Spot gold steadied at $1,183.21 an ounce by 0340 GMT following a four-day rally. The metal climbed to $1,190 on Tuesday, its highest since June 22.
Data on Wednesday showed US retail sales barely rose in September and producer prices recorded their biggest decline in eight months. Consumer inflation in China cooled more than expected in September, while producer prices extended their slide to a 43rd straight month.
Investors believe the sluggishness in the US economy amidst a weak global economic backdrop may cause Fed policymakers to delay the first rate increase in nearly a decade to 2016. Gold, as a non-yielding asset, tends to benefit from ultra-low rates.
"Soft US retail and inflation combined with disinflationary China data undercut the rationale for a rate rise in some investor's view and helped propel gold," said HSBC analyst James Steel.
"But more than that, we continue to sense changing attitudes to gold from investors, with recent positive comments from some fund managers," he said.
Elliott Management Chief Executive Paul Singer said on Wednesday every institutional portfolio should be 5-10% invested in gold to protect against zero interest rates that are degrading the value of paper currency.
Gold was the one tradable asset that has been "treated unfairly", he said at the Sohn Investment Conference, adding that his fund holds gold through options.
Steel said $1,200, however, may still be a tough resistance level.
Bullion was also supported on Thursday by weakness in the dollar.

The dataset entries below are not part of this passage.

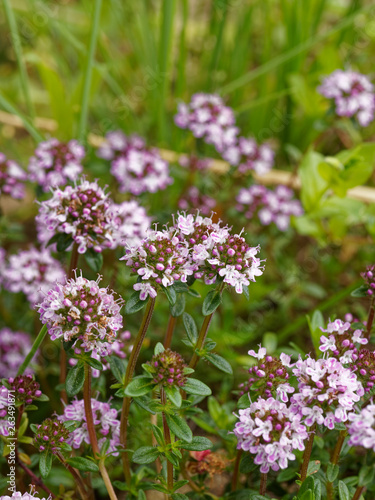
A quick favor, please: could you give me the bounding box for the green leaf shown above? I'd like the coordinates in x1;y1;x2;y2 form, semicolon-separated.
125;291;146;315
165;386;182;408
170;293;186;317
132;446;160;464
239;453;259;474
204;353;233;374
180;436;213;451
39;452;52;478
351;285;369;297
124;376;154;397
55;233;74;253
151;424;165;446
338;480;350;500
182;313;198;345
165;413;193;443
358;465;375;486
299;149;328;212
164;285;177;306
66;457;99;472
154;342;165;355
238;393;250;409
306;309;325;355
172;494;189;500
138;490;147;500
202;289;222;316
84;248;103;273
133;395;156;415
172;282;189;293
85;357;103;371
183;378;212;396
109;356;126;383
327;463;339;482
65;363;85;397
298;476;315;497
307;460;321;476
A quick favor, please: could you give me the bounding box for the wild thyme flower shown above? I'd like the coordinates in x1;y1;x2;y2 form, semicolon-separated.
290;356;364;429
351;349;375;393
0;153;27;199
147;349;187;387
7;375;42;405
233;396;308;473
69;330;132;378
58;398;120;455
178;186;216;216
28;138;84;191
223;136;274;176
1;491;50;500
37;274;124;355
0;328;33;378
347;403;375;451
318;70;375;126
35;178;119;254
236;185;303;231
97;131;172;195
239;345;293;402
106;200;151;249
121;227;194;300
0;386;11;437
34;417;70;454
319;318;368;364
3;247;66;305
175;93;239;153
361;265;375;296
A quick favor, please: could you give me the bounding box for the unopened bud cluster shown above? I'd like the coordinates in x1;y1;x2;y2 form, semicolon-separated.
147;349;187;387
7;375;42;405
34;418;70;454
351;349;375;392
361;265;375;296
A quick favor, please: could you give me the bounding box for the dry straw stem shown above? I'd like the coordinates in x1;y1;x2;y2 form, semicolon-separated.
1;110;375;204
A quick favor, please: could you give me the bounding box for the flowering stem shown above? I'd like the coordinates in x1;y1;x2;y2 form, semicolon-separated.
189;313;214;369
17;324;47;376
83;363;118;500
365;297;375;339
326;430;347;500
231;449;243;491
300;423;316;483
161;388;174;495
164;314;177;349
352;485;365;500
259;473;267;495
120;297;156;484
56;451;88;500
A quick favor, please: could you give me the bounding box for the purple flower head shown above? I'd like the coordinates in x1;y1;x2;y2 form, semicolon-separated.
223;137;274;176
351;349;375;393
318;70;375;126
121;227;194;300
1;491;51;500
236;185;303;231
239;345;293;402
6;375;42;405
319;318;368;363
58;398;120;455
105;200;151;249
2;247;66;305
361;265;375;296
69;330;131;378
174;93;239;153
36;178;119;254
34;417;70;454
233;396;308;473
347;403;375;451
0;153;27;199
147;348;188;388
28;138;84;192
178;154;212;171
0;328;34;378
178;186;216;216
37;273;124;355
291;356;364;429
97;131;172;195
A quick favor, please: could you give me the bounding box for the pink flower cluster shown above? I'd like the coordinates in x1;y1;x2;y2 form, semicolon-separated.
348;403;375;451
223;137;274;176
58;398;120;455
318;70;375;126
234;396;308;473
178;186;216;216
97;131;172;195
2;247;66;305
361;265;375;296
37;274;124;355
1;491;50;500
36;178;150;254
0;328;33;378
236;185;303;231
0;153;27;199
319;318;368;364
28;138;84;192
175;93;238;153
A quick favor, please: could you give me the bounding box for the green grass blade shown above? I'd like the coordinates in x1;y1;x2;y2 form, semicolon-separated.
17;324;48;376
0;92;43;142
218;4;372;95
2;0;35;118
78;0;102;142
235;88;292;114
207;3;228;89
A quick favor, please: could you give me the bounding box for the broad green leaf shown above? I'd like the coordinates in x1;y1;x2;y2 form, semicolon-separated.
109;356;126;383
338;480;350;500
165;385;182;407
39;452;52;478
65;363;85;397
164;285;177;306
165;413;193;443
84;248;103;273
180;436;213;451
124;376;154;397
327;463;339;482
125;291;146;315
132;446;160;464
299;149;327;212
358;465;375;486
351;285;369;298
204;353;233;374
66;457;99;472
202;289;222;316
182;313;198;345
170;293;186;317
183;378;212;396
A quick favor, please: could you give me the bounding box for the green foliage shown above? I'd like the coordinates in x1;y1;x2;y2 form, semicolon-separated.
65;362;85;397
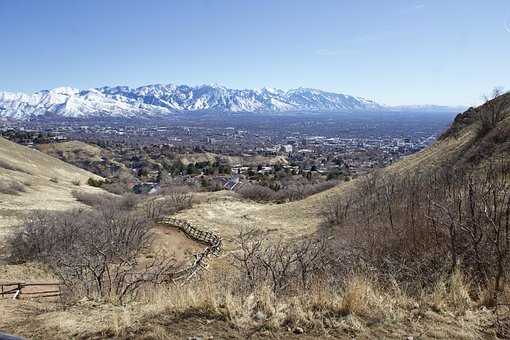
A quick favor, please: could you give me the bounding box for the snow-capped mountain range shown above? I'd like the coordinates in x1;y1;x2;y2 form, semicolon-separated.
0;84;459;120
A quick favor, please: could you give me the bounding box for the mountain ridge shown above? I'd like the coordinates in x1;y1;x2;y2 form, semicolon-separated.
0;83;463;120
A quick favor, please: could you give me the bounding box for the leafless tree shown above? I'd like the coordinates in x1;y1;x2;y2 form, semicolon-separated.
321;194;352;227
231;227;264;290
143;192;192;220
231;228;333;294
319;157;510;294
8;206;176;303
477;87;510;136
238;184;276;202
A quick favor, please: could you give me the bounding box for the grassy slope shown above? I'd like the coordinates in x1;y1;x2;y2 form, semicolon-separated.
37;140;130;177
178;152;288;166
0;137;104;233
37;140;104;161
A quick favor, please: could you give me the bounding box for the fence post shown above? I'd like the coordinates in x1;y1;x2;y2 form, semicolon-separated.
13;283;21;300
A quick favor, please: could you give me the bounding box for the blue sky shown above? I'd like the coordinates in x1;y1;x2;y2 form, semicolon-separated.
0;0;509;106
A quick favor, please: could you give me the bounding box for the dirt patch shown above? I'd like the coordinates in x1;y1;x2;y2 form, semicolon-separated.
150;224;204;265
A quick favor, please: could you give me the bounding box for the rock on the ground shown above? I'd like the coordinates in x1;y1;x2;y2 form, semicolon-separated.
293;327;304;334
254;310;267;321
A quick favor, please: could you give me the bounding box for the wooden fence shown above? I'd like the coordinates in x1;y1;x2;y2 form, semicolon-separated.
0;282;61;300
1;217;223;298
158;217;223;282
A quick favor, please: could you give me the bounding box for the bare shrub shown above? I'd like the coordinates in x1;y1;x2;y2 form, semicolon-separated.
230;228;263;290
231;228;332;294
321;159;510;296
239;181;337;203
8;207;175;303
476;88;510;137
72;179;81;186
102;181;130;195
143;192;192;220
0;159;31;174
159;180;194;196
117;193;141;211
165;191;192;210
238;184;276;202
321;194;352;226
72;190;111;207
299;181;337;198
160;176;199;194
0;180;26;195
275;185;306;202
73;191;141;213
87;177;104;187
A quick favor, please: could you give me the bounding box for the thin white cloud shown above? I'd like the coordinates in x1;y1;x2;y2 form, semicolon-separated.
505;20;510;33
398;1;425;15
315;48;359;56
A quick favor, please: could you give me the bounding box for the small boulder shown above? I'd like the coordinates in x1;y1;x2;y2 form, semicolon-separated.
254;310;266;321
293;327;304;334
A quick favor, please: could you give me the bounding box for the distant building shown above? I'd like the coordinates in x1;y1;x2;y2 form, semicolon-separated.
281;144;293;153
224;176;240;191
231;166;249;175
258;166;273;174
132;182;160;194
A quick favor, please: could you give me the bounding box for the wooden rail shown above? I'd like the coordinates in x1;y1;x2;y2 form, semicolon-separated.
2;217;223;298
0;282;61;299
158;217;223;283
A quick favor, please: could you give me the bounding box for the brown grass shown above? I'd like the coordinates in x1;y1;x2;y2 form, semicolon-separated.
71;190;113;206
0;179;26;195
0;137;106;235
0;270;497;339
429;270;474;314
0;159;31;174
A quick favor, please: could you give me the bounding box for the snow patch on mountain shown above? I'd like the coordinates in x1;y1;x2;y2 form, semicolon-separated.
0;83;458;120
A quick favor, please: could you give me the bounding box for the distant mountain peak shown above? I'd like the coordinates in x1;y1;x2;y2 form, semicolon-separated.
0;83;459;120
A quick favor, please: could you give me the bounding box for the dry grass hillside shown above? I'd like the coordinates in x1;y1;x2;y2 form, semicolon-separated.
390;92;510;174
175;184;356;251
178;152;288;166
37;140;104;160
36;140;130;178
0;137;104;234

The greenback wallowed around seven-week lows against a basket of currencies, after weak US data prompted investors to scale back bets that the Fed would hike interest rates by the end of 2015.
Physical buying of gold, however, softened due to the rise in prices.
Premiums on the Shanghai Gold Exchange, an indication of demand in top consumer China, fell to about 50 cents an ounce on Thursday from $2-$3 in the previous session. Earlier in the day, the Chinese prices had even dipped to a small discount.
Among other precious metals, silver hit a 3-1/2-month high of $16.18 an ounce on Thursday. Platinum climbed to a five-week high of $1,000, while palladium also edged up.
Investors will be watching for more data due later in the session, including weekly jobless claims, for clues about the economy and its impact on the Fed monetary policy.